Towards AttoChemistry: imaging orbitals on their natural timescale

Avner Fleischer, Physics and Optical Engineering, Ort Braude College, Karmiel, 21982, Israel

Electronic processes are at the heart of all phenomena in nature (except for nuclear processes). They are responsible for the emission of light, the photosynthesis of plants, and the transport of information in our nerves. In particular, the hoping of electrons between atoms, breaking existing chemical bonds and forming of new ones, is the driving force for all chemical reactions. The electronic density rearrangement that leads to the formation of a chemical bond is extremely fast, and occurs on a timescale of sub-femtoseconds (10-15 seconds) and possibly attoseconds (10-3 femtoseconds). The holy grail of attoChemistry, the field which studies the ultrafast electronic evolution of systems at the attosecond time scale, is to be able to construct an ultrafast "movie" of this electronic evolution.
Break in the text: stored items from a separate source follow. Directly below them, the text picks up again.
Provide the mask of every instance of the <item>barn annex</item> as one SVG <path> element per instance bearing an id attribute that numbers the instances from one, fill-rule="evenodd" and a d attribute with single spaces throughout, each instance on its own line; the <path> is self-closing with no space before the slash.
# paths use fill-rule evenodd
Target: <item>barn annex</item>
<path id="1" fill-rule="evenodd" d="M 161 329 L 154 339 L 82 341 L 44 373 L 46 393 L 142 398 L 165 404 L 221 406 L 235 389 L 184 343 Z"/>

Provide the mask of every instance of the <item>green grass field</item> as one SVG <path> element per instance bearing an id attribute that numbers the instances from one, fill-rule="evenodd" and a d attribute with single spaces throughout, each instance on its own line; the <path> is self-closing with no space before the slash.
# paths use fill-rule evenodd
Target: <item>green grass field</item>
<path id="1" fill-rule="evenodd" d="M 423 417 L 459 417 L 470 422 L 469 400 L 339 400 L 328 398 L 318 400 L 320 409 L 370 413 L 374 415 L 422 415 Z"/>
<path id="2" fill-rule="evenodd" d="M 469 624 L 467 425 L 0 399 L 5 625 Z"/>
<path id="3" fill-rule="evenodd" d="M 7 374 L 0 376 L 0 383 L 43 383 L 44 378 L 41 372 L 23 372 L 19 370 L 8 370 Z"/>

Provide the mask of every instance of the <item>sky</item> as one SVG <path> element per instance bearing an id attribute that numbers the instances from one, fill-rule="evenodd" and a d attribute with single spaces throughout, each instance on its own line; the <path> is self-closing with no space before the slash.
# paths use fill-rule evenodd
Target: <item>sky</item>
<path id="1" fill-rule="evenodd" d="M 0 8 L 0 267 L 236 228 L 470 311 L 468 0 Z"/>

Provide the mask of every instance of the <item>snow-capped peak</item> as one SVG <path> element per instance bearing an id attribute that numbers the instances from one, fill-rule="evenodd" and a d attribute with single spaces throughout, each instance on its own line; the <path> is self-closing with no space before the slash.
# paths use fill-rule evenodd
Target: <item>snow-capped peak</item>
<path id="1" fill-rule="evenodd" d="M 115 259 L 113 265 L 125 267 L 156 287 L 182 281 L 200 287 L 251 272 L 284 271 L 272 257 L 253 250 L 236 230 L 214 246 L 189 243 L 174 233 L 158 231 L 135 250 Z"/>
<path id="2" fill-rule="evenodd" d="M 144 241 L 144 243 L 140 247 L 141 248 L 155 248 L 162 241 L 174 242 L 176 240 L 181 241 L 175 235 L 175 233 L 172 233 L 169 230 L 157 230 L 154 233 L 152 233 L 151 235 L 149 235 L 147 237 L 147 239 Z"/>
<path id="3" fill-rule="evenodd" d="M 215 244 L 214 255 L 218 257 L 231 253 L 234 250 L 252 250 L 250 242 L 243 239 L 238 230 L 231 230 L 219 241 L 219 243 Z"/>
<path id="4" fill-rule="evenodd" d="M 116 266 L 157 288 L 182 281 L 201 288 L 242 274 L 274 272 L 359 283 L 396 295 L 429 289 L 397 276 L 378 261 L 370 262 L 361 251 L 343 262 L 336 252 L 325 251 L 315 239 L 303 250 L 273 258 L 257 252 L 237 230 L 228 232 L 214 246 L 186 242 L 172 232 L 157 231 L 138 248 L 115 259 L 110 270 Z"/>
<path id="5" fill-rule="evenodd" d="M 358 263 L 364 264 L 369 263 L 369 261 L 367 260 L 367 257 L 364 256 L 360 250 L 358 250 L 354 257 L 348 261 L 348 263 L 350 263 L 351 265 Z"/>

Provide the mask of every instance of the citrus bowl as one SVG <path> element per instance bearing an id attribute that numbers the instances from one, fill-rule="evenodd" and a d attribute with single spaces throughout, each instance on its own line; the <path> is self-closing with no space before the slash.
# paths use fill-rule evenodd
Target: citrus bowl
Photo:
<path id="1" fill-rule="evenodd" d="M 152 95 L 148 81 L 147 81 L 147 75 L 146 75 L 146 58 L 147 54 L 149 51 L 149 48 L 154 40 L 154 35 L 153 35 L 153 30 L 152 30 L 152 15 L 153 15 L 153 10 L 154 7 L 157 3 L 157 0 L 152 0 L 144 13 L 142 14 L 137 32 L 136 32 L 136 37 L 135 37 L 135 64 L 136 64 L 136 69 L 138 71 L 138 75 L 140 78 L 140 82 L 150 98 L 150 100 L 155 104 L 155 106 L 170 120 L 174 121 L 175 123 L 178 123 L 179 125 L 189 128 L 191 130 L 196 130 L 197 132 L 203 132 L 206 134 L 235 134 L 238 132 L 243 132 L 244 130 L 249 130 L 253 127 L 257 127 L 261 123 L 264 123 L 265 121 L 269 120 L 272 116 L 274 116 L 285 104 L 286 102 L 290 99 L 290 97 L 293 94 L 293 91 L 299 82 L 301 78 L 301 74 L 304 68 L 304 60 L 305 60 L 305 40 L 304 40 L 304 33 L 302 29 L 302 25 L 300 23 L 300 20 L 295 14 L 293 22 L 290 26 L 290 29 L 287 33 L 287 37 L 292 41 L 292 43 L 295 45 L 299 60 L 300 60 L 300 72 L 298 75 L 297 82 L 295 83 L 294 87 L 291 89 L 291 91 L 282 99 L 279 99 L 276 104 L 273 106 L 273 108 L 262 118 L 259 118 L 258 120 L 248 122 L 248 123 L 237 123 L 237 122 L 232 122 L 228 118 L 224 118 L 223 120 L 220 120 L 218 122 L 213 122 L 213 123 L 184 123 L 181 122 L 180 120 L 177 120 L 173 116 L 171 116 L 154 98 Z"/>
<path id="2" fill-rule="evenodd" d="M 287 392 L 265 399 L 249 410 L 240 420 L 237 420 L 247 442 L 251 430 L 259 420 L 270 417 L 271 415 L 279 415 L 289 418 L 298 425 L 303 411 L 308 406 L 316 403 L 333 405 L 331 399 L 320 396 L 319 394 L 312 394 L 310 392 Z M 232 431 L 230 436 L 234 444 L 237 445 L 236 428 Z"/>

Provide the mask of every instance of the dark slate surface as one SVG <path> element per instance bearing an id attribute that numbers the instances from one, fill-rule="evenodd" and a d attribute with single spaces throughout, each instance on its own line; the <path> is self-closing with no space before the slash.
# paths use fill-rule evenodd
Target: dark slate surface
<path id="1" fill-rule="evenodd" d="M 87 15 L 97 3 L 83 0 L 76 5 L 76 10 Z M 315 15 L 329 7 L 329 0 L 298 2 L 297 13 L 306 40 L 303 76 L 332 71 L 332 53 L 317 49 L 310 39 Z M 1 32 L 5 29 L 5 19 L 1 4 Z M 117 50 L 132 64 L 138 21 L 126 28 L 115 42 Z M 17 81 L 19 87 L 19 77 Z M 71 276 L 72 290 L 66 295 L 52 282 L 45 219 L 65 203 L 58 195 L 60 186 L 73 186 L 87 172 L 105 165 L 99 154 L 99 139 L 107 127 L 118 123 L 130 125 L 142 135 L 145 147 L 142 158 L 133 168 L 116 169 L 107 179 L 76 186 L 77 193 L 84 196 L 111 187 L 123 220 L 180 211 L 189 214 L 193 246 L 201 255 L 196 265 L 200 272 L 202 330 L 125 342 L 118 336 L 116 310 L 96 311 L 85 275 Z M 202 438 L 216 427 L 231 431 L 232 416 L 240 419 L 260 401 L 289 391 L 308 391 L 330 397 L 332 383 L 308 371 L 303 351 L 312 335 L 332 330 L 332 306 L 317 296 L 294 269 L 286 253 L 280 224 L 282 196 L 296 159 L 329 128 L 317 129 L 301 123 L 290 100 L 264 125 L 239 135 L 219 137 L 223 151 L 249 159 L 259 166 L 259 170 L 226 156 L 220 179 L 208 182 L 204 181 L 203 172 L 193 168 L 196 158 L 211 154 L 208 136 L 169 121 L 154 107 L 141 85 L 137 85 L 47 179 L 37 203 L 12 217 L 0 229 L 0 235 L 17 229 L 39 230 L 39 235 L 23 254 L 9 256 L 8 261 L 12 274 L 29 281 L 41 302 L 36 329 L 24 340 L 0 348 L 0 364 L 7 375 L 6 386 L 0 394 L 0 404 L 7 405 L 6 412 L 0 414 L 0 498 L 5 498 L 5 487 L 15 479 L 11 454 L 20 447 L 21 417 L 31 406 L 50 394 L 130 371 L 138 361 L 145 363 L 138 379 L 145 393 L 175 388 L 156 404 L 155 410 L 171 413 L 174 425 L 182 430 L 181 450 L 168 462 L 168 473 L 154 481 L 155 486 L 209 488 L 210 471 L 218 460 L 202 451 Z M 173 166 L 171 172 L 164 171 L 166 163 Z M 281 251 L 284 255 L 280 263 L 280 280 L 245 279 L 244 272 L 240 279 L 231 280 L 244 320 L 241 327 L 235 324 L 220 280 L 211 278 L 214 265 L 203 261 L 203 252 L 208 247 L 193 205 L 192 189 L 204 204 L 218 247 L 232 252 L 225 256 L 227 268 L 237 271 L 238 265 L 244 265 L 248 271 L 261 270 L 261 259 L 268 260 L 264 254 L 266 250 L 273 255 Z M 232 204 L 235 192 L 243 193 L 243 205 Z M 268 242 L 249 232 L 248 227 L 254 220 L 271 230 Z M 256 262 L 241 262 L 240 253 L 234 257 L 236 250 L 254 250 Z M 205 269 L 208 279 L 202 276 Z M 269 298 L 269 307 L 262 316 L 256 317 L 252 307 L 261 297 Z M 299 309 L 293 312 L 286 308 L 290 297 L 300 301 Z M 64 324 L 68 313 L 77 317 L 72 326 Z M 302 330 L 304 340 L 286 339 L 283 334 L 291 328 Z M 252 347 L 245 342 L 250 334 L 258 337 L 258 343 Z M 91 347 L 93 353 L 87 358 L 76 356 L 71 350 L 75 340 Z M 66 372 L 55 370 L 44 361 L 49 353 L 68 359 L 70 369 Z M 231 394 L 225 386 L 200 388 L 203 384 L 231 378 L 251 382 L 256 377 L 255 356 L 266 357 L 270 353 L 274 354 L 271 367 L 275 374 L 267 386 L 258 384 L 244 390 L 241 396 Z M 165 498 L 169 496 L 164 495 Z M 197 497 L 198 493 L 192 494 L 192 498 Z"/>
In the talk I will describe how such a "movie" can be constructed, with the aid of one of the most fundamental quantum processes: tunnel ionization. Upon exposure to intense infrared laser fields, atoms and molecules ionize. Depending on the release time of the electron into the continuum, one of two scenarios might take place. In the first, the electron simply flies towards the detector. I will show that this electron carries significant fingerprints about the electronic orbital from which it was torn. By analyzing its properties (momentum, energy) in a COLTRIM (cold target recoil ion momentum) spectrometer, we essentially constructed a "laser-STM" – an analogue to the conventional STM - capable of studying electron dynamics with ultrafast temporal resolution. I will show how this machinery can be used to take femtosecond-resolution snapshots of an evolving electronic wavepacket density inside several atoms and molecules [1]. This work paves the way towards imaging of more complex electronic processes, such as charge transfer in molecules and semiconductor devices.

[1] A. Fleischer et al, "Probing Angular Correlations In Sequential Double Ionization", Phys. Rev. Lett. 107 113003 (2011).